Experimental choroidal neovascularization in rhesus monkey eyes was produced by strong photocoagulation with a krypton laser. The choroidal neovascularization was confirmed by normal and fluorescein angiographies one week after the photocoagulation. Rhesus monkeys received intramuscular administration of IFN-.beta. at 3.times.10.sup.6 IU/day for group A and at 6.times.10.sup.6 IU/day for group B for 14 days.

The efficacy of IFN-.beta. was evaluated with the angiographies three weeks after the photocoagulation. Then eye balls were removed and examined histologically by optical and electron microscopy.

The growth of neovascular vessels in the IFN-treated group is suppressed compared with that in the control group. Histologically, neovascular membranes seemed to be surrounded early and tightly by RPE cells in IFN-treated group more than in the control group.

Thus, IFN-.beta. may act not only endothelial cells but also RPE cells to suppress the extension of choroidal neovascular vessels.

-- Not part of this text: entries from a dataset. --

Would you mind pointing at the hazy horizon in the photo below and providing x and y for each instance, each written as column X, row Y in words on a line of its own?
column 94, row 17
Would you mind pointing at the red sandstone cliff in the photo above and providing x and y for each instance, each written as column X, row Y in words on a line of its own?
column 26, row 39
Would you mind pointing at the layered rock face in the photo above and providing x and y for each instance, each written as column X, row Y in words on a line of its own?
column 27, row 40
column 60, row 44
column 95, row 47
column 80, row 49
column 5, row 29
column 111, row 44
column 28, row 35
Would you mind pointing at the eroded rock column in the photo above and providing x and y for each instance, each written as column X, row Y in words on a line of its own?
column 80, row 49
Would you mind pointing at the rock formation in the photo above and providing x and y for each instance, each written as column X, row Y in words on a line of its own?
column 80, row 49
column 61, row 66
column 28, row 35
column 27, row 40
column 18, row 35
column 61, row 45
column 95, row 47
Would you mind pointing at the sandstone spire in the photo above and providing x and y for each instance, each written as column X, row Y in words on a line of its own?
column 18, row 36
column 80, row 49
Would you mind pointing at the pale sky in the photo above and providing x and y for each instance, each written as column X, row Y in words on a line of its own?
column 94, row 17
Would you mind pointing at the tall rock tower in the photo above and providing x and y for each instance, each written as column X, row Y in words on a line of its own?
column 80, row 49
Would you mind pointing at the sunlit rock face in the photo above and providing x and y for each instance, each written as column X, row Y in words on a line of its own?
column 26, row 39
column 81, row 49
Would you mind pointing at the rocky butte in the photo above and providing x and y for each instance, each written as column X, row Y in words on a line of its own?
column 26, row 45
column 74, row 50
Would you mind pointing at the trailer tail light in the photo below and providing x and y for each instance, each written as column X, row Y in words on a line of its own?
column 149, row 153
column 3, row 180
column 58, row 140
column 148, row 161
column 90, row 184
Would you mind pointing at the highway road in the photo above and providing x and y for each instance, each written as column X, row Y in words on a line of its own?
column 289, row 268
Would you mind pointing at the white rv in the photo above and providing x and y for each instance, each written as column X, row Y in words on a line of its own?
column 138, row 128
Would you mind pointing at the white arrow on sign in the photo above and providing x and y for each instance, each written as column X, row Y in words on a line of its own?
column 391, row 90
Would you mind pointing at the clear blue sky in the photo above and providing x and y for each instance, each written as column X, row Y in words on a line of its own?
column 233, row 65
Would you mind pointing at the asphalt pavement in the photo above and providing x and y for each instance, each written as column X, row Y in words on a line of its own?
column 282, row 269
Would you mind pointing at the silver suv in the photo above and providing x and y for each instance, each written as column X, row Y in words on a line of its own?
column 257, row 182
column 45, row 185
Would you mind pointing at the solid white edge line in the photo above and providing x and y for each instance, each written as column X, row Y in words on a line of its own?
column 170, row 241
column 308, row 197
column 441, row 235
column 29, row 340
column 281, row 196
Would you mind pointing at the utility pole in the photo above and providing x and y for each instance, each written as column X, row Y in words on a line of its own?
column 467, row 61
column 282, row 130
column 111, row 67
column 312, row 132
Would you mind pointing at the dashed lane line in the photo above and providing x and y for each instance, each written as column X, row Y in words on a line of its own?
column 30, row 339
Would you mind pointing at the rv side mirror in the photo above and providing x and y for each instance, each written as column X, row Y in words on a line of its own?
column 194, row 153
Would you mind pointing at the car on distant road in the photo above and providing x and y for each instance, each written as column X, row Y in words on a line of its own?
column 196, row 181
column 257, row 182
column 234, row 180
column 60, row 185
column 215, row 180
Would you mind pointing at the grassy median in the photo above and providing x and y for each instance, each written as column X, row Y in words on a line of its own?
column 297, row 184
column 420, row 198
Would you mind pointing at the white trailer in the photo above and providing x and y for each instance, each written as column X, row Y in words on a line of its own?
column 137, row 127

While the invention has been described in detail and with reference to specific examples thereof, it will be apparent to one skilled in the art that various changes and modifications can be made therein without departing from the spirit and scope of the invention.

Claims

1. A method for treating degeneration of retinal epithelial cells or neovascularization of retinal epithelia comprising administering to a subject suffering from degeneration of retinal epithelial cells or neovascularization of retinal epithelia a composition comprising an amount of interferon effective to stimulate growth and activation of retinal pigment epithelial cells and a pharmaceutically acceptable carrier.

2. The method of claim 1, wherein said composition is administered by intramuscular injection.

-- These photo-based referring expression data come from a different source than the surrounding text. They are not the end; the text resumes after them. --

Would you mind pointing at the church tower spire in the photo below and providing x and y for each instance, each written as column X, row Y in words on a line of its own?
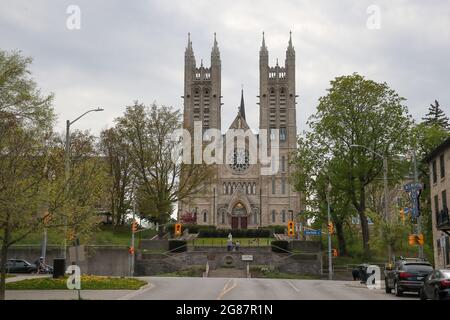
column 242, row 106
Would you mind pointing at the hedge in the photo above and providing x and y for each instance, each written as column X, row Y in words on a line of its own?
column 177, row 245
column 238, row 233
column 280, row 246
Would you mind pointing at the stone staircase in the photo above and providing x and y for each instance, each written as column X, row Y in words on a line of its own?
column 227, row 273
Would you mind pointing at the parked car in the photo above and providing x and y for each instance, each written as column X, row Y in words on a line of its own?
column 20, row 266
column 407, row 275
column 436, row 285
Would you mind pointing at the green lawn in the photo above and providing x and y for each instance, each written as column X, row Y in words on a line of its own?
column 222, row 242
column 87, row 283
column 105, row 235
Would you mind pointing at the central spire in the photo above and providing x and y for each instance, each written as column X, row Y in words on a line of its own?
column 242, row 106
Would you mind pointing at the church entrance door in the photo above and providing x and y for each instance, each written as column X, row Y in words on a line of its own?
column 234, row 222
column 243, row 222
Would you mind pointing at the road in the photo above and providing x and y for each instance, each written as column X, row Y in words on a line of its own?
column 174, row 288
column 257, row 289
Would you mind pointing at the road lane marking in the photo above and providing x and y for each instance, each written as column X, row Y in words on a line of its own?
column 149, row 286
column 227, row 288
column 292, row 286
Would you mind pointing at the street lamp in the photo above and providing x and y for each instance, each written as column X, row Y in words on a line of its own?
column 385, row 182
column 67, row 165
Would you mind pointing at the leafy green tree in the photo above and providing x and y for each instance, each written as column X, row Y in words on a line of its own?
column 161, row 182
column 357, row 111
column 119, row 183
column 436, row 116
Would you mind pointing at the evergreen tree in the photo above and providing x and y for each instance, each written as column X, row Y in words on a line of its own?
column 436, row 116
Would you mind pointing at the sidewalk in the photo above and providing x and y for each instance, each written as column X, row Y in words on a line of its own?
column 66, row 294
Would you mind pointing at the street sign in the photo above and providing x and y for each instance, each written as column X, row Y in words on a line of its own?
column 247, row 257
column 310, row 232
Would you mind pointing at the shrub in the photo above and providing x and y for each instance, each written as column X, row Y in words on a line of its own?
column 177, row 245
column 280, row 246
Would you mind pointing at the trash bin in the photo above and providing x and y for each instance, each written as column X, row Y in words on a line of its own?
column 363, row 272
column 59, row 268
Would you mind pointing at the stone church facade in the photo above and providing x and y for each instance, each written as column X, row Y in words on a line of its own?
column 238, row 196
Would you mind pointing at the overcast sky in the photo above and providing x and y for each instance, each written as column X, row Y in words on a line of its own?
column 134, row 50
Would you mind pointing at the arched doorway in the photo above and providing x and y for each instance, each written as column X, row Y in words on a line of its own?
column 239, row 216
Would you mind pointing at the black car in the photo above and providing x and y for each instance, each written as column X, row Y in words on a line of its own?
column 436, row 285
column 20, row 266
column 407, row 275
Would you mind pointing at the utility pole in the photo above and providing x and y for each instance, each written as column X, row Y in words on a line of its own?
column 387, row 215
column 416, row 199
column 67, row 171
column 330, row 259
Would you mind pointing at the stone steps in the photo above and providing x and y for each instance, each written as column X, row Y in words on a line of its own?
column 227, row 273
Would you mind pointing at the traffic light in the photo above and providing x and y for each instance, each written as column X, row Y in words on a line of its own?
column 420, row 239
column 330, row 228
column 71, row 235
column 178, row 229
column 134, row 226
column 291, row 229
column 402, row 215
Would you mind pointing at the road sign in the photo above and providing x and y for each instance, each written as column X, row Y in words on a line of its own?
column 310, row 232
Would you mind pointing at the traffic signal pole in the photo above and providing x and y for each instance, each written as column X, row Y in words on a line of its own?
column 416, row 199
column 330, row 259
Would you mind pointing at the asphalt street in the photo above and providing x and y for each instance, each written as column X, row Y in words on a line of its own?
column 178, row 288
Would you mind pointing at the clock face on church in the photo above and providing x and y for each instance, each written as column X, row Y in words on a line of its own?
column 239, row 160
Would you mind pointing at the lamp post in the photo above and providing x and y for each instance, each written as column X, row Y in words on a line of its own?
column 330, row 259
column 67, row 168
column 385, row 187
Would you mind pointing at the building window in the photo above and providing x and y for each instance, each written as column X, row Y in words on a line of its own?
column 434, row 171
column 436, row 204
column 282, row 134
column 273, row 185
column 444, row 199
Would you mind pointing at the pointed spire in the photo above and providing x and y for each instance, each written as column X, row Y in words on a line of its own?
column 290, row 50
column 242, row 106
column 263, row 45
column 189, row 50
column 215, row 51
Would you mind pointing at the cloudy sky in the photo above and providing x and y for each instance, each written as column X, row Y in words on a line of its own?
column 134, row 50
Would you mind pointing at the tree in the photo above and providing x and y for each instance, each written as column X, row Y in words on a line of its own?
column 357, row 111
column 161, row 182
column 115, row 151
column 436, row 116
column 32, row 180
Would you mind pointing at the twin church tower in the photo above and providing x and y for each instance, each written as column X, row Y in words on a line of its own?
column 238, row 196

3. The method of claim 1, wherein said interferon is an interferon-.beta..

4. The method of claim 1, wherein said interferon is isolated from a medium used to culture fibroblast cells.

5. The method of claim 1, wherein said interferon is administered in a dose of from 1 to 10,000,000 International Units.

6. The method of claim 1, wherein said interferon is administered in a dose of from 100 to 6,000,000 International Units.

7. The method of claim 3, wherein said interferon is administered in a dose of from 1 to 10,000,000 International Units.

8. The method of claim 3, wherein said interferon is administered in a dose of from 100 to 6,000,000 International Units.

9. The method of claim 4, wherein said interferon is administered in a dose of from 1 to 10,000,000 International Units.

10. The method of claim 4, wherein said interferon is administered in a dose of from 100 to 6,000,000 International Units.